Risk Amplification in MSP & RMM Environments

Because MSPs use Automate to centrally manage endpoints across clients, a compromised MSP becomes a leverage point for cascading intrusions. Attackers could use a single foothold to compromise multiple downstream networks. In prior incidents, ConnectWise products have drawn attention from threat groups, prompting certificate rotations and code-signing hardening as reactive measures.

This exploit vector reminds defenders that trust in update channels must be conditional, not assumed. Even signed or vendor-delivered updates cannot be trusted without validation checkpoints especially in RMM ecosystems.

Mitigation & Hardening Strategy

To defend against this class of attack, follow these prioritized actions:

  1. Patch Immediately Deploy the updated Automate release across both cloud and on-prem environments.

  2. Enforce Encrypted Channels Only Disable HTTP fallback and require HTTPS for all agent-server traffic.

  3. Integrate Integrity Checks Add additional signature or checksum validation for update payloads beyond vendor defaults.

  4. Segment Update Networks Isolate RMM traffic from general network flows to reduce lateral risk.

  5. Monitor Update Flows Use anomaly detection to flag unexpected payload sizes, frequencies or source changes.

  6. Audit Third-Party Code-Signing Policies Limit exposure from signing materials or certificate misuse.

When layered together, these controls drastically reduce the attack surface exposed by AiTM-style update vectors.

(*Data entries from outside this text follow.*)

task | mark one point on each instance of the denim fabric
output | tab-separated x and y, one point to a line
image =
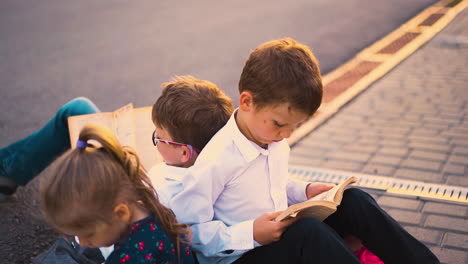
24	159
312	241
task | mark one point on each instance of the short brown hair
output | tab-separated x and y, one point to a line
283	71
191	110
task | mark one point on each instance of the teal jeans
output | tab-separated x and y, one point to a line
26	158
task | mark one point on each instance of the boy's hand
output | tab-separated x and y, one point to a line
317	188
267	230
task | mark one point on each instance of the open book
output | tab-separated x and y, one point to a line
319	206
132	126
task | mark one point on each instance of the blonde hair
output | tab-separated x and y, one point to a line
191	110
283	71
86	183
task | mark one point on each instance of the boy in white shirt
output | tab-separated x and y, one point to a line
239	183
186	115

Implications for Software Delivery & Enterprise Trust

This bug patch episode reinforces a broader industry lesson: update channels are high-value targets. Attackers shift away from mass phishing and brute force, toward manipulating trusted flows. As such, defenders must treat software delivery pipelines with the same scrutiny as network ingress points.

Enterprises should adopt zero-trust validation for updates: require multiple checks, cryptographic signatures, and behavioral baselining even on vendor-supplied patches. Particularly for orchestration, RMM, and IoT stacks, safeguarding update integrity becomes mission-critical.

FAQs

Q1: Can an attacker exploit just CVE-2025-11492 alone?
No. Alone it allows interception of traffic, but combining with CVE-2025-11493 enables actual malicious update injection.

Q2: Did ConnectWise confirm attacks in the wild?
Not definitively. The vendor warned the flaws pose a high risk of exploitation, though no confirmed active attacks were declared.

Q3: Does this patch apply to all deployment types?
Yes, cloud instances were auto-updated, but on-prem deployments require manual patching. 

Q4: Does this vulnerability affect other ConnectWise products?

This specific pair affects Automate. However, similar supply-chain risks have impacted ScreenConnect and other ConnectWise products historically.